Found 380 files belonging to 1 classes.


In [21]:
def real_SG_preprocess(image):
  image = normalize(image)
  image = center_crop(image)
  image = resize299(image)
  return image

In [22]:
AUTOTUNE = tf.data.AUTOTUNE
BUFFER_SIZE = 1000
BATCH_SIZE = 1

real_SG = real_SG.cache().map(
    real_SG_preprocess, num_parallel_calls=AUTOTUNE).batch(BATCH_SIZE)

In [23]:
real_image_embeddings = compute_embeddings(real_SG, count=380)

<hr>

#### Calculating FID

In [24]:
FID12 = calculate_fid(generated_image_embeddings12, real_image_embeddings)
FID58 = calculate_fid(generated_image_embeddings58, real_image_embeddings)
FID100 = calculate_fid(generated_image_embeddings100, real_image_embeddings)

In [25]:
print("FID12 =", FID12)
print("FID58 =", FID58)
print("FID100 =", FID100)

FID12 = 584583
FID58 = 594082
FID100 = 402783


From the FID Score calculated above, it can be seen that the generator that was trained for 100 epochs had the lowest score which means that it's feature vectors are closest to the feature vectors of the SG test images. 

<hr>

#### Conclusion

As demonstrated in this notebook, we have calculated the FID Score for generators trained to epoch 12, 58, and 100 with respective to Studio Ghibli feature vectors and found that my generator trained to epoch 100 produced the best score.

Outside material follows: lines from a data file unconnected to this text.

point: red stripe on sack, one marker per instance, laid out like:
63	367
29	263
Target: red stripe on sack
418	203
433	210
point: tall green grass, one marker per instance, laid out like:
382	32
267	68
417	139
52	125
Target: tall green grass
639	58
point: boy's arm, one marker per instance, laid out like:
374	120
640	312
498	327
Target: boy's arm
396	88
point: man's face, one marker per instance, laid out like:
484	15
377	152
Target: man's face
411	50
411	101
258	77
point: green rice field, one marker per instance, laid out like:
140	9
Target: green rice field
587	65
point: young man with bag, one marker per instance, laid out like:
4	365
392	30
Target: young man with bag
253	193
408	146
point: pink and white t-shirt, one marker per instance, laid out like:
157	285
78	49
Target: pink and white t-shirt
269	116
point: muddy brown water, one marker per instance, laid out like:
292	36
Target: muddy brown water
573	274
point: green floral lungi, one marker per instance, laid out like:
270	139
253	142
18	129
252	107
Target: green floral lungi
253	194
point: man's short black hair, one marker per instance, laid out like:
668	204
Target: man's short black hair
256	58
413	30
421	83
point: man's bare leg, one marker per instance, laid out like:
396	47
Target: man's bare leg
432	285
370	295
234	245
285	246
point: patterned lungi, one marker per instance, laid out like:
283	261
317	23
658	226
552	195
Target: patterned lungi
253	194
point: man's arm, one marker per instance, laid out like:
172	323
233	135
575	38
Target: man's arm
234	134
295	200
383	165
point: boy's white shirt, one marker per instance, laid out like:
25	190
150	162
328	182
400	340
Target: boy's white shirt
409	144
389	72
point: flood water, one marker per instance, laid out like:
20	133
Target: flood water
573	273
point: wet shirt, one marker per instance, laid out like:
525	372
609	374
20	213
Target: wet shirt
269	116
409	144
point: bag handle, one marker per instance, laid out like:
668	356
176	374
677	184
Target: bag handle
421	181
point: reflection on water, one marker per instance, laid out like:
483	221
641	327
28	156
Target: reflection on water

There is still the issue with the non-convergence as seen in the previous notebook but for the problem space created, the results were satisfactory.

Though not perfect, this concludes the notebooks and submission as the project is. For future iterations, I will look to employ different methods and architectures to increase generated image fidelity.